Nevertheless, some coup drivers must be averted and addressed. The idea of longevity in power by undermining tenure limits is counterproductive to the consolidation of democracy in Africa. African leaders must wean themselves from this power virus. The Bongo family had ruled the oil-rich state for over half a century installing what in every measure amounted to a dynasty. Today, many African countries are ravaged by sit-tightism syndrome, from Uganda, Eritrea, Cameroun, and Congo Brazzaville, to Rwanda just to mention a few. For these countries, it is time to allow the democratic wind to strengthen governance.

African leaders take pleasure in subverting well-laid-out electoral processes to access and retain power. This has engendered political turmoil in many parts of the continent. Several African countries have been caught in this web. For example, Kenya, Zimbabwe, Cameroun, and Uganda to mention a few. In all this bedlam, the people are usually the victims. Even our country, Nigeria, has not been free from electoral malfeasance but has managed to continuously address the contradictions through electoral reforms.

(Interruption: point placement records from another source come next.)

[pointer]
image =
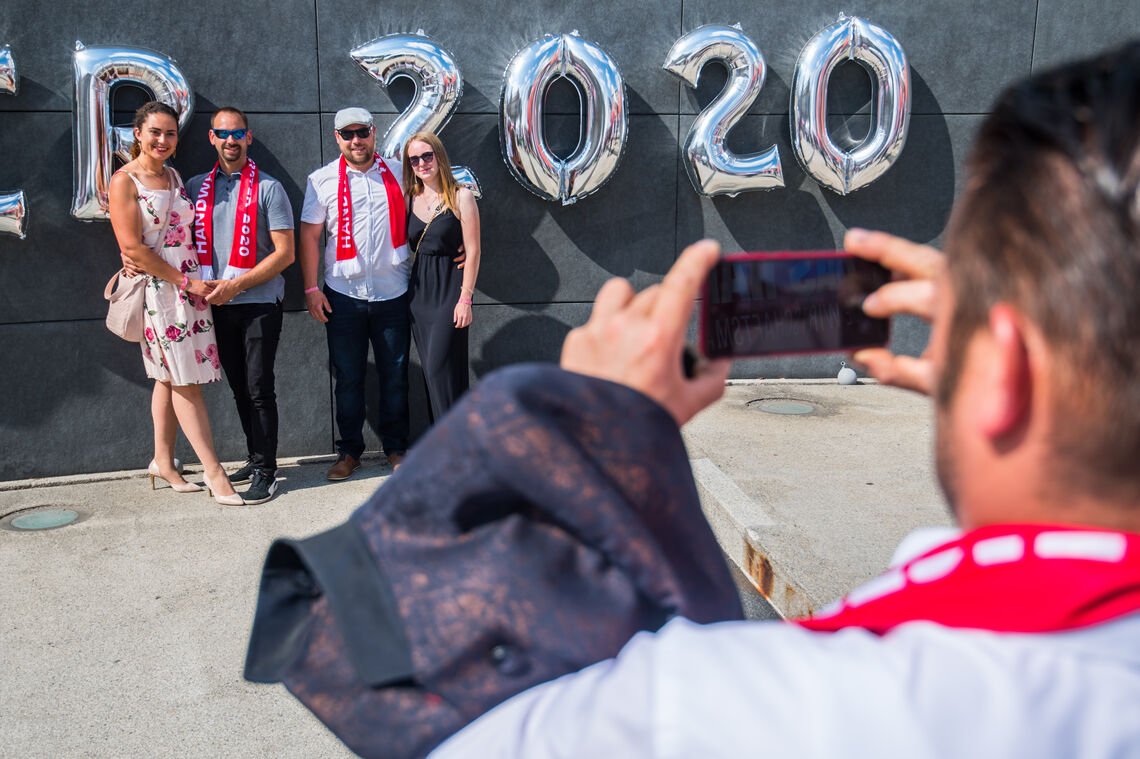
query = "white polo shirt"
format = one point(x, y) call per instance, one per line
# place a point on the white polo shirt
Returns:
point(776, 690)
point(380, 271)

Misrule emanating from self-interested leadership has hobbled good governance to the detriment of the people that they claim to govern. African leaders must wake up to the necessity to govern responsibly and in the interest of their people. It should be added that the people are always the alpha and omega of government policy, the self-aggrandisement of deluded leadership. Only when the people are given centre-stage in running the countries’ affairs can soldiers be checked from intruding into politics instead of keeping to their traditional role of defending the country from external aggression such as Boko Haram, ISWAP, ISIS, etc. that are currently plaguing parts of the continent.

The new junta in Gabon should match words with action, sanitise the polity, and hand over power without delay to a democratically elected government in that country. For stability in the continent, democracy has proven to be the most legitimate and convenient way to govern in twenty–first century Africa if Africans are to avoid the cycle of crises that has bedevilled the continent. There are lessons to be learnt from the turbulent political history of the continent.

As we have argued in coup-related editorials, the African Union has evolved the African Peer Review Mechanism (APRM), an African self-monitoring tool. The APRM states that “The primary purpose of the APRM is to foster good governance by the adoption of policies, standards, and practices leading to political stability, high economic growth, sustainable development, and accelerated sub-regional and continental integration through sharing of experiences and reinforcement of successful and best practice.” It is worth reiterating that African leaders should embrace this mechanism to improve governance, learn what works, and avoid the pitfalls that are counterproductive to democracy and development.